Apparently, teenagers who chewed gum in maths class did better in standardised tests than those who didn’t. Yes, my bullshit-o-meter does kick in gently when I see it was sponsored by Wrigley’s, but since it happens to make sense of my personal bad habit, I am in.

It’s a good thing to remember when teens start settling in towards this term’s exams and studying: one person’s distraction is another’s focus tool. So while I might like to chew gum, my teen likes to stick those little white earphones into his ears and listen to the repetitive beats of dance music.

He hates it when the house is too silent when he is studying, and has a high threshold for hearing cartoons blaring or his brother prattling on endlessly about soccer.

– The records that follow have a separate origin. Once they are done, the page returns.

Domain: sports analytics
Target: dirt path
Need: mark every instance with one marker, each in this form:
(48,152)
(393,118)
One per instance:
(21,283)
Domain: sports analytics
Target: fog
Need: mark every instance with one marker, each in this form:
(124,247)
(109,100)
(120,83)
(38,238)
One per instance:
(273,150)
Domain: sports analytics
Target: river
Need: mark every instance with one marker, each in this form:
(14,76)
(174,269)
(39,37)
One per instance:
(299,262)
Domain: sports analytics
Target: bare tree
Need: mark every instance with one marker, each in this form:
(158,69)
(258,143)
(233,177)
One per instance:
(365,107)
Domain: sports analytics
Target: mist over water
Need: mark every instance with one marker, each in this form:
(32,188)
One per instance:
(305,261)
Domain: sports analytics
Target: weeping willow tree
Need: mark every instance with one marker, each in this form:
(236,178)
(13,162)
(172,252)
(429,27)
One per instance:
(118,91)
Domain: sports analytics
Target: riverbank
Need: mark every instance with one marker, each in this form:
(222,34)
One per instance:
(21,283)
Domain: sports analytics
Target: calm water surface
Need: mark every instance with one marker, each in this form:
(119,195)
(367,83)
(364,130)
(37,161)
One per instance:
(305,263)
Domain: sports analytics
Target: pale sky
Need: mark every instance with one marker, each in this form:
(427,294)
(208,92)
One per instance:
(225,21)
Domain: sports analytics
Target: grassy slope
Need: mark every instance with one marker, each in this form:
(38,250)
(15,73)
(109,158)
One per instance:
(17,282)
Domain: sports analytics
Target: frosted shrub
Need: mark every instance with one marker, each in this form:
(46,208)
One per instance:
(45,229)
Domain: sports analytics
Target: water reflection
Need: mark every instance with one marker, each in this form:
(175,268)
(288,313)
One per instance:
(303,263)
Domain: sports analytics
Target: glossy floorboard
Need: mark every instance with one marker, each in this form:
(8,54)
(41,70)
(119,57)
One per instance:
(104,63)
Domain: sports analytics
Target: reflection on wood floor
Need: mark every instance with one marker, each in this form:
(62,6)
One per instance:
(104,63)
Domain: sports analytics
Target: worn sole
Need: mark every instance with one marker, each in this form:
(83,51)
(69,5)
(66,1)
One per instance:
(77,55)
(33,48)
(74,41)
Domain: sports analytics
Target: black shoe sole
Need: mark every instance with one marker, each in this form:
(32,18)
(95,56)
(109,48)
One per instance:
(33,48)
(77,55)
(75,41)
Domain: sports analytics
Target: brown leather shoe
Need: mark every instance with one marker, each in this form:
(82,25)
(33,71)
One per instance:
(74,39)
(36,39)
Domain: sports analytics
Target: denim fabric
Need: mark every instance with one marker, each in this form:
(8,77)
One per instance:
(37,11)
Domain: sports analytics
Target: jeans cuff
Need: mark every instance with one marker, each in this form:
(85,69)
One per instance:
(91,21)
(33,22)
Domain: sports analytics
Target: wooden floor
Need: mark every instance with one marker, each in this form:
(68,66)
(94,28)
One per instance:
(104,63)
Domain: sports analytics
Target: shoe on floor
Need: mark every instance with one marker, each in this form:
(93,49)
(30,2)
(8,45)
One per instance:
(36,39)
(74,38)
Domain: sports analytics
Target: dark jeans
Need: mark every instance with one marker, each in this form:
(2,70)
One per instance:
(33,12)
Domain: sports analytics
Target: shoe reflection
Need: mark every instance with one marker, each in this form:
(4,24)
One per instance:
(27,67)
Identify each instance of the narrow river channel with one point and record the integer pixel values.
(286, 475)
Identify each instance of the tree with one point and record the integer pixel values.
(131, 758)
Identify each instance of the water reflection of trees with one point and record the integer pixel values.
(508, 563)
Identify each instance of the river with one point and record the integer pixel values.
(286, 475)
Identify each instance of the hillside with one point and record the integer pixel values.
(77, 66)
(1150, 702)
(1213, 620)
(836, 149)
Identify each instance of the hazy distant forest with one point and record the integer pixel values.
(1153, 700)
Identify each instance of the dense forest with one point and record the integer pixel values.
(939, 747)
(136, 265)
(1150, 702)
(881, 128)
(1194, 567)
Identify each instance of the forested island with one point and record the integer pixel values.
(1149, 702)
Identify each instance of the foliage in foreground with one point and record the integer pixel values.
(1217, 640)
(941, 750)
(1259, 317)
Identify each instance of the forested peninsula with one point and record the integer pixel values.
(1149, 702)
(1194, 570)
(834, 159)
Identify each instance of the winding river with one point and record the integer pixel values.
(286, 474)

When I was a student I used to prefer silence, but loved to study with a cigarette and a bottomless cup of coffee. The cigarette and the coffee are both gone now, and I sincerely hope my sons never pick up those bad habits.

But it seems that  if they do happen to copy my gum-chewing, it might do them some good after all.

There is one caveat, though. Sugarless gum is sometimes recommended by dentists, but there have been cases where an excess of artificial sweeteners has led to digestive problems including chronic diarrhoea.

Oh, and let’s train our kids to wrap the gum in a bit of paper and throw it in the bin. According to a report in the Daily Mail, it costs more than three times as much to scrape chewed gum off the pavement as it did to buy it.

Do you detest gum, or would you encourage your teen to chew it?